Eu adorei Warcross, então fiquei louca para ler este daqui assim que terminei o primeiro. Foram só algumas críticas negativas de pessoas cuja opinião eu levo bem a sério que me fizeram adiar a leitura um pouco. As críticas estavam certas, mas só até certo ponto. Para falar a verdade, gostei bastante de Wildcard e, apesar de que não vou ignorar os problemas do livro, me diverti do começo ao fim.
É um livro cheio de reviravolta, cheio de revelações e com bastante ação desde o começo.

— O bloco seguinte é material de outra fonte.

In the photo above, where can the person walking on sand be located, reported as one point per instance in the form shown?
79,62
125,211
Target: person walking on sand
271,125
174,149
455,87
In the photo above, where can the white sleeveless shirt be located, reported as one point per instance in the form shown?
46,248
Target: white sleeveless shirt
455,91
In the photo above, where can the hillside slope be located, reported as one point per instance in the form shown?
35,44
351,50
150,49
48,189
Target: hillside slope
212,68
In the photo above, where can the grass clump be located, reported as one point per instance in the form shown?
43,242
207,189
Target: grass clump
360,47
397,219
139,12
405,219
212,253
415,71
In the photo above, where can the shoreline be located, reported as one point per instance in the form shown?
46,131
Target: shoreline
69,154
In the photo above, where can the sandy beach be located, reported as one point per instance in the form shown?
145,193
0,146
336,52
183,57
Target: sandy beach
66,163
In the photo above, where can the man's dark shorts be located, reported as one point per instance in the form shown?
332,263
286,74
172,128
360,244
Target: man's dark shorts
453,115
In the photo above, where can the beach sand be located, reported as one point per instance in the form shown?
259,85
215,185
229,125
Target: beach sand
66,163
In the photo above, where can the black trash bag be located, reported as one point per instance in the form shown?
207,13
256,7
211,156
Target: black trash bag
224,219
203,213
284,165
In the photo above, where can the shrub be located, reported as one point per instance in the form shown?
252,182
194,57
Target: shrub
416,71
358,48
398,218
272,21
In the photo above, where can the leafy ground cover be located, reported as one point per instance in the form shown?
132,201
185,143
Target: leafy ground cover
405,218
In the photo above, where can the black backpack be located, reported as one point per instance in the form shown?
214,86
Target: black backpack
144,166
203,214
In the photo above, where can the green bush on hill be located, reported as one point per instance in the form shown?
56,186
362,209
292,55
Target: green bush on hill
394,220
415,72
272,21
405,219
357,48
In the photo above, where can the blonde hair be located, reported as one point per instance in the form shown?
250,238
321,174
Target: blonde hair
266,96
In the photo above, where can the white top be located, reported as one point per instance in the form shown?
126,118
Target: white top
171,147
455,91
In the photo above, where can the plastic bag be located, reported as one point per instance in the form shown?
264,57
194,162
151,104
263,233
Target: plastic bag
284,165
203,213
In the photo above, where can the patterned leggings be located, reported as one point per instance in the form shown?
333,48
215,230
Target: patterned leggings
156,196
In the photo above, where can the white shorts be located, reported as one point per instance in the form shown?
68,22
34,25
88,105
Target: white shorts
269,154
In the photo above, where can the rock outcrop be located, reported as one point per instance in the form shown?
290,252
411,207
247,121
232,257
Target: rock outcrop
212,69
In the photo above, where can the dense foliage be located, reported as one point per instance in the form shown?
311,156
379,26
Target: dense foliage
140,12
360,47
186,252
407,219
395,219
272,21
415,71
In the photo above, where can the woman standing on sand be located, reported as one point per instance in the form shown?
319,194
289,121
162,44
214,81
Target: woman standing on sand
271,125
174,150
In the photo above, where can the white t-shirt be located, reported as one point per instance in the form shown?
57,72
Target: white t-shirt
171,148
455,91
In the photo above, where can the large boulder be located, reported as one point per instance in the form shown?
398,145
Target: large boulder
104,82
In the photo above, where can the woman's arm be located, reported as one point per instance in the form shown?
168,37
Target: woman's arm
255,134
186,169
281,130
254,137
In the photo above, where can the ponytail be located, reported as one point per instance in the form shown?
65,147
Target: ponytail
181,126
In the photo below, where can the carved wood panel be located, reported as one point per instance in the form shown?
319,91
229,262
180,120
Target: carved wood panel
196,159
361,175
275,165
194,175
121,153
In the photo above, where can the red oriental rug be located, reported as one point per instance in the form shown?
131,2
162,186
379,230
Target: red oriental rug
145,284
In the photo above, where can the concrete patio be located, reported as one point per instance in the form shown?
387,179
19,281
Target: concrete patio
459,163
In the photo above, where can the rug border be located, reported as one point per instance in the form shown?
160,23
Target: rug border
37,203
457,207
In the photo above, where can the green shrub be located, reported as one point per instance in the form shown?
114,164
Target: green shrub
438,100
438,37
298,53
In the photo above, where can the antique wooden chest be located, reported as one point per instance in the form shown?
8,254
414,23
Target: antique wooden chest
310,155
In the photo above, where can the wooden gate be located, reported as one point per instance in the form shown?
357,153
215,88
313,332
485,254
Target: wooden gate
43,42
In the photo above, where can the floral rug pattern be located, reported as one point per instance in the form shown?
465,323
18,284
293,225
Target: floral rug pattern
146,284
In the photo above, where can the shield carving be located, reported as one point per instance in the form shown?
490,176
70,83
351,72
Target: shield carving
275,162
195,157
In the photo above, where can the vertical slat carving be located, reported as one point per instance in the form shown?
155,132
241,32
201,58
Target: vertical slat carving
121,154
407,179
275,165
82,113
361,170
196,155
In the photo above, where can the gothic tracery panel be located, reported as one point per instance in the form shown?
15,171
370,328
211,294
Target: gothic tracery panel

As únicas coisas que me deixaram mais desinteressada nele foram algumas lembranças do Zero e de outros personagens secundários, mas elas são poucas. Também cheguei a achar que a descrição da autora para alguns aspectos mentais dos personagens ficou exagerada e talvez tenha passado do limite, mas isso vai depender mais do próprio leitor estar aberto à visão dela.
Mas o que as resenhas que eu vi antes mencionaram, e eu concordo, é que a Emika é super inútil. Ela não tem atitude, é usada por todo mundo, mas continua sendo apreciada e vista como incrível e indispensável pelos outros. Isso é bem estranho, principalmente quando ela passa o livro inteiro só como telespectadora. Além de ser chato ter uma protagonista sem atitude, isso serviu para me mostrar que ela não tem personalidade própria ou crescimento pessoal durante a duologia. Pelo menos, não tem nada aqui.
Acho que o ápice disso é a última página do livro, que prova como a autora não teve muita noção do alcance de uma personagem tão sem graça e dispensável. A Marie Lu é uma das minhas autoras favoritas exatamente porque ela cria e desenvolve personagens complexas pelos seus livros, mas Emika é bem superficial e genérica.
Eu não deixei isso estragar o livro para mim, foquei mais no Hideo e nas revelações do enredo. Ainda acho que tinha mais a ser trabalhado aqui, que trabalhar em cima do que a história acabou sendo teria ajudado, mas eu gostei bastante. E vou continuar comprando e lendo tudo que a Marie Lu escrever sem nem parar para ler a sinopse antes.